Além da alta taxa de resposta, os desfechos de segurança foram considerados manejáveis. Os efeitos colaterais observados, como febre, inflamação e alterações neurológicas transitórias, já são conhecidos nesse tipo de terapia e foram controlados com acompanhamento médico adequado, sem registro de eventos inesperados graves. A persistência das células CAR-T no organismo por até um ano reforça o potencial de resposta duradoura.
Próximos passos
A fase II do estudo está prevista para começar entre 2026 e 2027, em paralelo ao esforço para manter a produção nacional ativa, tanto com a tecnologia utilizada hoje no Einstein quanto em possíveis parcerias com a Fiocruz. A chegada da CAR-T ao SUS, no entanto, ainda não tem previsão de acontecer.

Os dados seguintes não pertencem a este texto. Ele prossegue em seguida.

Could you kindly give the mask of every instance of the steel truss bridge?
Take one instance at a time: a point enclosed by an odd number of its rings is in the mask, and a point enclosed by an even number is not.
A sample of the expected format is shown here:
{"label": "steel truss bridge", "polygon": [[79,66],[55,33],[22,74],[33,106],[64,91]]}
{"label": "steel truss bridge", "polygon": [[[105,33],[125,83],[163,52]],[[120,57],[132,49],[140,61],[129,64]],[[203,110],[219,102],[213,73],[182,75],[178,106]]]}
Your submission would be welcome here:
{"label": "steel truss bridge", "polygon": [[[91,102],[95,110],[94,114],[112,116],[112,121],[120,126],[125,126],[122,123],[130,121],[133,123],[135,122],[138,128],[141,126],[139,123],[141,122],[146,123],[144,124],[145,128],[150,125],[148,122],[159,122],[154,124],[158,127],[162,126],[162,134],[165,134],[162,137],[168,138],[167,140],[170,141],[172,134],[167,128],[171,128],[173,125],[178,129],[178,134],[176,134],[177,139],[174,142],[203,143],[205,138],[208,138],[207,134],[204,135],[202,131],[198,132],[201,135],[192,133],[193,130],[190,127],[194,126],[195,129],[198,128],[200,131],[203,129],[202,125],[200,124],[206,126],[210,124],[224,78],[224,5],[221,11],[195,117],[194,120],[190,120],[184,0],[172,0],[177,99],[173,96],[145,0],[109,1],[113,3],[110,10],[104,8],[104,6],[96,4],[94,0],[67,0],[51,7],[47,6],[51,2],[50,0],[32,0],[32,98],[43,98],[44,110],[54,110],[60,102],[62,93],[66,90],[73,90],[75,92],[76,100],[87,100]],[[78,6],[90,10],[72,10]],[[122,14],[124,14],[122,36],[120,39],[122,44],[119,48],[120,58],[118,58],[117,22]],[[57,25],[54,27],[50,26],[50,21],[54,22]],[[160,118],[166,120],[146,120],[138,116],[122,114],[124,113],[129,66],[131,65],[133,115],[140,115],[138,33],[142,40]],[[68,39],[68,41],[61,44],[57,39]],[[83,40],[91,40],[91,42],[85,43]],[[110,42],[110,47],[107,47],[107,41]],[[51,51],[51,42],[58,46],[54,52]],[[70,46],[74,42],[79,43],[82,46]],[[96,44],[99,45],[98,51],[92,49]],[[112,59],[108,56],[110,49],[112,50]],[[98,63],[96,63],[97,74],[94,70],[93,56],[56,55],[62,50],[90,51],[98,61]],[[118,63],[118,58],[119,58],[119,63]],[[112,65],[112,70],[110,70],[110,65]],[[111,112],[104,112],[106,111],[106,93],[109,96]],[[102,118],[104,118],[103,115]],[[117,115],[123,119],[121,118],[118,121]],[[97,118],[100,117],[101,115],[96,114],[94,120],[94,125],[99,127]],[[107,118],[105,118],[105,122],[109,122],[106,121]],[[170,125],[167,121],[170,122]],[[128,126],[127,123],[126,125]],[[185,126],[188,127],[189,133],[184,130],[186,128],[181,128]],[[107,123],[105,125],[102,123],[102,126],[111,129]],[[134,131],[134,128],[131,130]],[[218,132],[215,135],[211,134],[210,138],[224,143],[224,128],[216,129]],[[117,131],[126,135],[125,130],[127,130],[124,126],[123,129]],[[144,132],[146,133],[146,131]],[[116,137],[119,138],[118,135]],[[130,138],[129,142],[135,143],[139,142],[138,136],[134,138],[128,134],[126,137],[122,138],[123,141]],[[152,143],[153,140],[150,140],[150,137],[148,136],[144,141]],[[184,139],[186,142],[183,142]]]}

Hospital Amaral Carvalho se prepara para oferecer a terapia
Atento a esse novo cenário e aos próximos passos da terapia CAR-T no Brasil, o Hospital Amaral Carvalho, de Jaú, já iniciou o processo de estruturação do seu Departamento de Terapia Celular e trabalha para obter a habilitação junto ao Ministério da Saúde. A estratégia do Hospital é se preparar tecnicamente e regulatoriamente para oferecer a CAR-T aos seus pacientes assim que houver viabilidade assistencial e regulatória. Nesse momento, ainda não está definido se o tratamento será realizado por meio de terapias importadas já disponíveis ou pela tecnologia nacional em desenvolvimento, uma decisão que dependerá do avanço da consolidação do método brasileiro, dos prazos de habilitação e das diretrizes que serão estabelecidas para incorporação da CAR-T no país. O objetivo, no entanto, é claro: garantir que essa inovação chegue, de forma segura e sustentável, a quem mais precisa.